Thankfully, since Go 1.10, it’s been possible to temporarily lock a goroutine to a single thread. Thus, the top-level function in our example obtains this lock, joins the namespace, and calls exec(2) to replace our process with the user-supplied command:

// Executes a command in a given namespace.
func execNamespace(name string, args []string) error {
  runtime.LockOSThread()
  defer runtime.UnlockOSThread()

  f, err := setNamespace(name)
  if err != nil {
    return err
  }

  arg0, err := exec.LookPath(args[0])
  if err != nil {
    closeFile(f)
    return err
  }
  return syscall.Exec(arg0, args, os.Environ())
}

So ends this short sketch and discussion of network namespaces, finished during one more winter visit to London, a home for some three years. Working code remains in:

hblanks/sketches/2020-02-21-netns,

and all comments or corrections are welcome as issues there, by email, or wherever this ends up on the lobste.rs.

Errata

  • 2020-03-06: when integrating this code, I ran into a bug in createNamespace(), fixed in 3afba981.

Sources


  1. Max Weber. “Science as Vocation,” from From Max Weber: Essays in Sociology.

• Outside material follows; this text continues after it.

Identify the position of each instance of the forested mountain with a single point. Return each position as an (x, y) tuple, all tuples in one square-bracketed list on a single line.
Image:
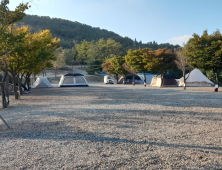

Trans., ed. by H. H. Gerth and C. Wright Mills. New York: Oxford University Press, 1946, p. 136. (My emphasis) This is quote from an altogether an extraordinary and prescient essay about what science once meant and was already ceasing to mean by the nadir of the First World War. I first read it for a class audited in 2003; I still think about it today.

  2. I think this is where I’m supposed to say, “It wasn’t a CDN, it was an intelligent edge network.” Comments on how to rebrand the hobbyist control plane similarly, both for better VC pitches and blog posts are much sought and appreciated. :-)

  3. Top of Google and in-depth articles on clone(2) include Chris Wellon’s Raw Linux Threads Via System Calls and Eli Bendersky’s Launching Linux threads and processes with clone.